In this embodiment, the power adapter is used to replace the standard charger, and the SUN4006 charging management chip is used to design the charging management function in the control circuit of the wire throwing instrument. The first light-emitting diode D1 and the second light-emitting diode D2 in the figure are used as the charging status Indicates that the first MOS transistor Q1, the second MOS transistor Q2 and the seventh resistor R7 form an anti-battery reverse connection circuit to prevent damage caused by battery reverse connection.

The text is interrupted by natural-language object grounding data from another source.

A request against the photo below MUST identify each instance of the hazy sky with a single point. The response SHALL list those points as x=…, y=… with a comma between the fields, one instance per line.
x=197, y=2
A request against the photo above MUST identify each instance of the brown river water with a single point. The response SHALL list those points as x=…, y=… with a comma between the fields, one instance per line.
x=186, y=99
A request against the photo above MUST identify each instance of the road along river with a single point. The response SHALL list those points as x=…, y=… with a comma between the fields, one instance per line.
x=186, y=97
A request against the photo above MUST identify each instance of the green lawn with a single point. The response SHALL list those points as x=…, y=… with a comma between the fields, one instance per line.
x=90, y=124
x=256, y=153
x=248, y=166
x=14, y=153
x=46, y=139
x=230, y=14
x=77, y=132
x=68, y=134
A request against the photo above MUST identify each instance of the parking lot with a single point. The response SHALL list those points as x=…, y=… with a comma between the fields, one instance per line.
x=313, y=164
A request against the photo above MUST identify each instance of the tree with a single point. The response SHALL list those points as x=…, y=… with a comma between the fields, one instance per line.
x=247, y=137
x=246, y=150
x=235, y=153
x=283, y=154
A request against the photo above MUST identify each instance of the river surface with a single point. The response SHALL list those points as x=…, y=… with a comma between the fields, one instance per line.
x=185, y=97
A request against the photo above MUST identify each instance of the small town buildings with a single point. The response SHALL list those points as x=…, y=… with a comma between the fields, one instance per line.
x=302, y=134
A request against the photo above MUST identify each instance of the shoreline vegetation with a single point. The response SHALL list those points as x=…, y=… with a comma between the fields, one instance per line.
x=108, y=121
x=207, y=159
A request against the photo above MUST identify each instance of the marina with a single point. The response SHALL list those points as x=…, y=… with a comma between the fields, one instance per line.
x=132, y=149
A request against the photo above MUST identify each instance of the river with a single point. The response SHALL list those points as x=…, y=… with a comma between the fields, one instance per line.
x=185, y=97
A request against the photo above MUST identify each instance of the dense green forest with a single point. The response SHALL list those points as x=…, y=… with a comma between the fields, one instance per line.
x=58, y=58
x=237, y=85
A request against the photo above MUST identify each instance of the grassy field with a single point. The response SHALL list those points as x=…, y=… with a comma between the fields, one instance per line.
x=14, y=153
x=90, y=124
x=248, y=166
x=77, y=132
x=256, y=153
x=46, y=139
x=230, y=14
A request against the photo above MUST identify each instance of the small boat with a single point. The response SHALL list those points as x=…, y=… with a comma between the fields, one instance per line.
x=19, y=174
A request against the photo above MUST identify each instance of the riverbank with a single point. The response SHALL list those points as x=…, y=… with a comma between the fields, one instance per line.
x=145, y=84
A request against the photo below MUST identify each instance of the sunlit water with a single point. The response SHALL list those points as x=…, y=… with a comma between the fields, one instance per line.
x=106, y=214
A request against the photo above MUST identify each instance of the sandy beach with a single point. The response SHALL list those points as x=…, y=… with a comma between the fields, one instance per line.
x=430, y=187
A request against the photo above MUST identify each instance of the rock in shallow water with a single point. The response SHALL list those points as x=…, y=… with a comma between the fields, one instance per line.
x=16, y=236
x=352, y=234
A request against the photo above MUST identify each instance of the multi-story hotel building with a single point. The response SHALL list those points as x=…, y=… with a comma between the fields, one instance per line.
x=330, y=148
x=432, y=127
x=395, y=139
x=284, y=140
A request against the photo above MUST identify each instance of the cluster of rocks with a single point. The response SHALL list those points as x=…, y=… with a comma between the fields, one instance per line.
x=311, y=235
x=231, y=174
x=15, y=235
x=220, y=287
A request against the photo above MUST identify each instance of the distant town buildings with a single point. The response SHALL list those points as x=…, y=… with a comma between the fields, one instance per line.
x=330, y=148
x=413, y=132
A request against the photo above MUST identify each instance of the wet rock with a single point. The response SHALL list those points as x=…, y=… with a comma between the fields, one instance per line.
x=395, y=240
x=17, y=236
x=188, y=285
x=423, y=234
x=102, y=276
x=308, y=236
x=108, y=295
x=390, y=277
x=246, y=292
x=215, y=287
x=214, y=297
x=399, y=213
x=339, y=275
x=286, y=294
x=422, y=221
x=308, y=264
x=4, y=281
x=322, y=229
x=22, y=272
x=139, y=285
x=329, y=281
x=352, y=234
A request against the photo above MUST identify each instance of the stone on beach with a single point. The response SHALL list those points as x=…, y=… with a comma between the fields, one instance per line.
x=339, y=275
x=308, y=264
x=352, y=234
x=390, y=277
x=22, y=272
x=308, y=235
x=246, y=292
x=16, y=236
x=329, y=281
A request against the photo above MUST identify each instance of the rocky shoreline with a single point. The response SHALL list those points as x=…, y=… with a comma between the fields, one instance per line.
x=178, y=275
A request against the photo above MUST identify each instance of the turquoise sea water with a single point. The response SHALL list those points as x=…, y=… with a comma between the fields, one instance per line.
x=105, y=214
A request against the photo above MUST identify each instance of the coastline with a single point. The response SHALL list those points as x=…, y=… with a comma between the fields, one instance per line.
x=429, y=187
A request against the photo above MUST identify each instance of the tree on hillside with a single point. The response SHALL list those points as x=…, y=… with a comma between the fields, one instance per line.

The third resistor R3 is used to set the charging current, and the sixth resistor R6 is used to adjust the charging end voltage. In order to ensure the voltage accuracy, a resistor with an error of ±1% is selected, and its resistance value is proportional to the end voltage. The sixth resistor R6 is increased by 2K The ending voltage is raised by 10mV. The performance of the circuit in all aspects fully meets the requirements of the line thrower for charging management, and has the advantages of high performance, simple circuit, and good stability.

The above descriptions are only preferred embodiments of the present utility model, and are not therefore limiting the patent scope of the present utility model. Any equivalent structure or equivalent process transformation made by using the specification of the utility model and the contents of the accompanying drawings may be directly or indirectly used in Other relevant technical fields are all included in the patent protection scope of the present utility model in the same way.

Claims (1)

1. A charging management circuit for a lithium battery of a wire throwing instrument, which includes a SUN4006 charging management chip, and is characterized in that it also includes a first MOS tube and a second MOS tube, and pin 1 of the SUN4006 charging management chip passes through the fifth The resistance, the second light-emitting diode, and the first capacitor are grounded, the 7 pins of the SUN4006 charging management chip are connected to the positive pole of the first capacitor through the fourth resistor and the first light-emitting diode in turn, and the 5 pins of the SUN4006 charging management chip , pin 2, and pin 6 are respectively connected to the positive pole of the first capacitor through the first resistor, the second resistor, and the third resistor, and pin 4 of the SUN4006 charging management chip is divided into two branches after passing through the sixth resistor, one One branch is connected to pin 9 of the SUN4006 charging management chip through the third diode, and the other branch is grounded through the second capacitor; A lithium battery is connected between the gate of the first MOS transistor and the negative electrode of the third diode, and the gate of the first MOS transistor is also connected to the drain of the second MOS transistor. The drain of the first MOS transistor is divided into two branches, one branch is connected to the cathode of the third diode through the seventh resistor, and the other branch is connected to the gate of the second MOS transistor.